At the beginning of December, Dr. Baldwin announced the project to College faculty and staff. Beta Mu members would be assembling 12 backpacks – evenly split for female and male recipients – with the goal of distributing them to the homeless prior to Christmas. “We decided this year would be the trial year and next year we plan on increasing the number of backpacks and items,” she says. “Hopefully next year we won’t be dealing with a pandemic, so we will be able to have more volunteers receiving, opening, and disposing of boxes as well as helping pack the backpacks and deliver them.”
Dr. Baldwin solicited donations for the items the backpacks would be stocked with, but the outpouring of generosity came as a welcome surprise. “The project was incredibly successful,” she says. “I was so astonished when everything from the gift registry was bought so quickly. We decided to do the project with an Amazon gift registry due to the pandemic, we did not want to make anyone feel as if they had to put themselves at risk to go to a store.”

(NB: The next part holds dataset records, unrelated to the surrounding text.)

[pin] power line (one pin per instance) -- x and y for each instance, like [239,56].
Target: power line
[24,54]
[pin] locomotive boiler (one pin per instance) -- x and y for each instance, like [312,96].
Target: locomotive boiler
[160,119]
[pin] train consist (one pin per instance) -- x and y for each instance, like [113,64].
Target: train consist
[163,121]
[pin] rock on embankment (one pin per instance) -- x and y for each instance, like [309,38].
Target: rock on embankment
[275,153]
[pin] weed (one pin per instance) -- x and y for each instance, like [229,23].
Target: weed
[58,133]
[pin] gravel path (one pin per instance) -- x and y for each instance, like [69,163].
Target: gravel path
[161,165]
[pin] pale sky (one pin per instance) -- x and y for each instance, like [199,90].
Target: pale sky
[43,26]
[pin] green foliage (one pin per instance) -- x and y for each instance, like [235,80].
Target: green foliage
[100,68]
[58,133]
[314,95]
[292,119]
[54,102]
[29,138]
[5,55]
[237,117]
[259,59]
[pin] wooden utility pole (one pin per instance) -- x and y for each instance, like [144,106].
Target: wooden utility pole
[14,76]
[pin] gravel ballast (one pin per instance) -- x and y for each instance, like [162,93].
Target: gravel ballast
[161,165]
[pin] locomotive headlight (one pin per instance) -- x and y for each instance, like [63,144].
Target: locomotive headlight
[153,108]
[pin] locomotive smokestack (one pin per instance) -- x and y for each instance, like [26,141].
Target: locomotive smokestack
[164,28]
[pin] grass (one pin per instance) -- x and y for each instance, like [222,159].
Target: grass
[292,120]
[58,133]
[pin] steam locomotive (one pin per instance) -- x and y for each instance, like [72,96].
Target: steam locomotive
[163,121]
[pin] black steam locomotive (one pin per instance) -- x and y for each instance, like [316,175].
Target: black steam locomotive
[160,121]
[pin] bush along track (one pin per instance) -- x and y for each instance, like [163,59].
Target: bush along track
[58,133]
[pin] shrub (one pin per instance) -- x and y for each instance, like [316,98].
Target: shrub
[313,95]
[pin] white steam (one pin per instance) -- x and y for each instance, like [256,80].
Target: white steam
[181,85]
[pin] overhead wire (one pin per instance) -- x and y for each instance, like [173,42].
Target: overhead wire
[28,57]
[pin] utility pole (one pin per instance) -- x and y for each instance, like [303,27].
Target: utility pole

All 12 backpacks were packed with essentials, with so many donated items left over that Dr. Baldwin had to take them to Sister José Women’s Center and the Salvation Army Hospitality House. The backpacks were delivered on Dec. 24 to the homeless in Armory Park and Santa Rita Park. “Some were in tears upon receiving the backpack,” Dr. Baldwin says. “I’m proud to witness the way we as a community and profession are rising to the challenge before us in the midst of the biggest challenge our profession has ever seen.”